Uma parte do problema para a nossa sociedade consiste em sua ignorância generalizada da Bíblia. Se não sabemos o que nos condiciona, como podemos criticar e, menos ainda, recuperar os elementos bíblicos em nossa cultura? Fica vedado o caminho para uma avaliação e crítica mais profundas de nossa herança cultural. Igualmente vedado fica o caminho para um uso mais libertador e redentor da Bíblia.

 

 


 

Capítulo 8: A Bíblia na Política

No Antigo Testamento, a vontade de Deus e suas instruções ao seu povo abrangiam a totalidade da vida. A mensagem de Jesus, no Novo Testamento, não é tão clara: defende uma ética que, para muitos, parece irreal ou utópica: não resistir ao mal, amar os inimigos, não prestar juramento.

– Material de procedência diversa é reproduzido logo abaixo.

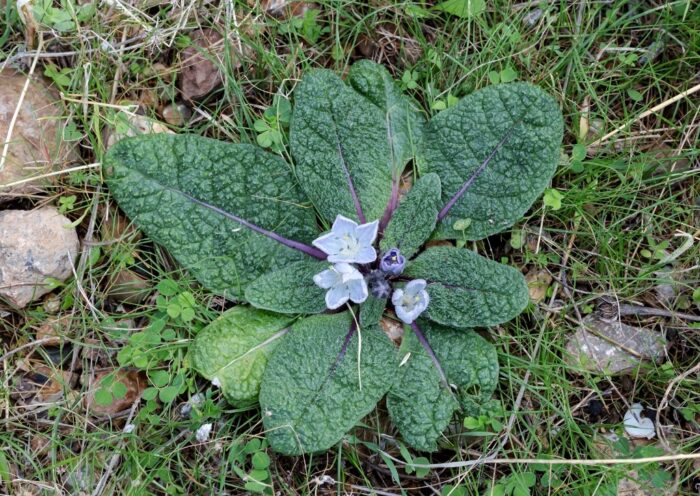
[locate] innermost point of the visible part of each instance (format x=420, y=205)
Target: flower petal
x=358, y=290
x=337, y=296
x=343, y=225
x=423, y=300
x=397, y=297
x=367, y=254
x=402, y=314
x=416, y=286
x=328, y=243
x=367, y=233
x=327, y=279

Lutero não tem qualquer dúvida de que os príncipes realmente são autorizados por Deus a ocupar tal cargo e de que esse cargo inclui a perseguição e a punição capital dos transgressores.

Há muitas coisas na Bíblia que são patriarcais, que exigem a submissão das mulheres aos homens e exaltam a masculinidade em detrimento da feminilidade.

Há usos conflitantes dados à Bíblia. Lutero e os principais reformadores a utilizaram para justificar o poder da espada e para traçar uma divisão clara entre as leis que governam a sociedade secular e os ensinamentos do Sermão da Montanha, destinado apenas aos cristãos.

 

 


 

Capítulo 9: Conclusão

A Bíblia tem sido fonte de verdade, bondade e beleza e, ao mesmo tempo, tem inspirado a mentira, a maldade e a fealdade. Não gerou uma maneira homogênea de leitura e interpretação. E a explicação disso é simples: os textos não têm controle sobre a forma como são lidos. Escreve Robert Morgan: "Textos são como pessoas mortas, não têm direitos".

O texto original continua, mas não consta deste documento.